An education advocate, Jackson once led the Chicago Housing Authority and sat on Chicago Mayor Richard M. Daley's education advisory panel.
Now, Jackson has devoted his life to running Chicago's nonprofit Black Star Project, which provides academic help to preschool children, elementary, high school and college students.
Jackson said HUD's nationwide mission to demolish the high-rises, coupled with economic pressure, is forcing people out of high-expense areas to lower-income areas, and HUD officials in Washington, D.C., are encouraging people to move into what the agency calls "opportunity communities."
Jackson said opportunity communities are defined by three main characteristics.
– They are not racially concentrated, meaning they are not predominantly black, Hispanic or white.
– They have good schools and an existing network of social development programs.

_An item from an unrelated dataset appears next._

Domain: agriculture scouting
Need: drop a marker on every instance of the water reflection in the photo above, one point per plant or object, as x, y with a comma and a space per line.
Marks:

– They have employment opportunities.
Jackson said the people moving out of the city to these opportunity communities are low-skill workers with meager educations, and their children have issues that will require social and human development programs. His warning to Danville could apply to many downstate communities.
"For five to 10 years, your social service network will be working overtime," he said. "It's going to be strained and tested and challenged in ways it's never been before."